Chief restructuring officer! That's a new one, we thought. And a sign of the times, too. Among your so-called C-level positions, you have your classic chief executive officer, chief operating officer and chief financial officer. But as we learned only Tuesday from a Wall Street Journal article, in the 1990s, companies rushed to appoint "chief knowledge officers," only to dump them once times got hard. Just as the rise and fall of the chief knowledge officers seems to say something profound about American business, could the debut of the chief restructuring officer mean something profound as well?

Time to do some work, we thought.
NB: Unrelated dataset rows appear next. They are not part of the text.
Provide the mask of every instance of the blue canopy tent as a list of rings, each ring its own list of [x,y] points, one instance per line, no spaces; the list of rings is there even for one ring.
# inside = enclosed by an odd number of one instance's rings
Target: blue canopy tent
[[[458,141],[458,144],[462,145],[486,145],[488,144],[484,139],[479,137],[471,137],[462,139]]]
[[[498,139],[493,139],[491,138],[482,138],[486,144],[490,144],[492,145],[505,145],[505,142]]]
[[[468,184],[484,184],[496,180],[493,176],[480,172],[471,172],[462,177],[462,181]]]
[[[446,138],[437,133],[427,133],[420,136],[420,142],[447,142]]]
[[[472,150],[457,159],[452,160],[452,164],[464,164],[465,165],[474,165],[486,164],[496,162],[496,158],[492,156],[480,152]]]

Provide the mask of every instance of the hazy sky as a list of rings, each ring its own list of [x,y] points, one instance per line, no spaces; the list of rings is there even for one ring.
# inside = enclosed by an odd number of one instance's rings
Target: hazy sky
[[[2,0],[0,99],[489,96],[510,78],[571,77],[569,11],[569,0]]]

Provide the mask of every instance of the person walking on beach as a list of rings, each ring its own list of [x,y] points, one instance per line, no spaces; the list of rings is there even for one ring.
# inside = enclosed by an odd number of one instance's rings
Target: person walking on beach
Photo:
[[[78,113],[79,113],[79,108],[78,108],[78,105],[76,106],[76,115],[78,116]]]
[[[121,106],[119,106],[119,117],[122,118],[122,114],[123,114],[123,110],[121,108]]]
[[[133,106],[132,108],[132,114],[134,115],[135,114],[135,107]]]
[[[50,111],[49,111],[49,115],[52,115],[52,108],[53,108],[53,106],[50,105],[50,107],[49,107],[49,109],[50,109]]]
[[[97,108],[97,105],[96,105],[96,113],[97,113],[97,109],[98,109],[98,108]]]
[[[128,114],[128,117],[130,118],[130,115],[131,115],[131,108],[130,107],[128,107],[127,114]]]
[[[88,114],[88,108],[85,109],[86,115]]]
With the aid of Dow Jones Interactive, we started sifting through press release wires to see what's going on with all the chiefs.

Check the chart for some of our key research findings.


Officer! Officer!
Frequency of mentions of lesser-known corporate chiefs
Source: Dow Jones News Retrieval

The first thing we learned was that the post of chief restructuring officer is not a new one. It first shows up in the archives in the summer of 1991, in the context of a reorganization of then-struggling Canadian firm Algoma Steel.

Then we got the idea of charting the rise and fall of different chiefs over the past five years -- specifically, counting the number of press releases each year that mention a chief whatever officer. We figure that press releases reflect some meaningful combination of what corporations think is important and what corporations think people think is important. In other words, they're a half-decent, deadline-friendly barometer for gauging what's important in the business world.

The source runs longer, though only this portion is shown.